A NatWest bank branch in St. Albans, UK. (Chris Ratcliffe/Bloomberg)

(Bloomberg) -- The UK won’t pursue a plan to sell some of its £6 billion ($8 billion) stake in NatWest Group Plc to the public, after Chancellor of the Exchequer Rachel Reeves concluded it didn’t provide value for money.

“A retail share sale offer would involve significant discounts that could cost taxpayers hundreds of millions of pounds,” Reeves told the House of Commons on Monday. “It would therefore not represent value for money and will not go ahead. It is a bad use of taxpayer money and we will not do it.”

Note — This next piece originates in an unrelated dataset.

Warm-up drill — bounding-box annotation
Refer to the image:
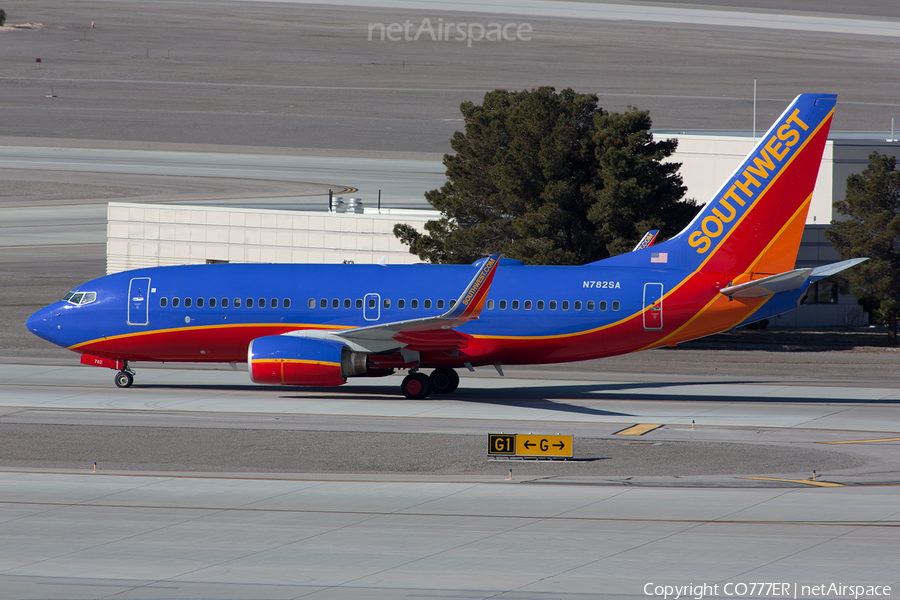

The Chancellor said the government still intends to exit its shareholding by 2026. Bloomberg reported last week that Reeves was leaning toward offloading a substantial portion of its stake to institutional shareholders rather than continuing with her predecessor Jeremy Hunt’s plan for a retail sale. 

A spokesperson for NatWest said the lender welcomed the government’s “commitment to returning NatWest Group to full private ownership.”

The sale to institutional shareholders would come alongside the government’s existing exit of its shareholding through a series of open-market sales and buybacks, people familiar with the matter told Bloomberg last week. 

The UK remains NatWest’s biggest investor following a financial-crisis-era rescue deal. The government owned 19.97% of NatWest as of July 12, according to a regulatory filing earlier this month. That’s down from 38% in December.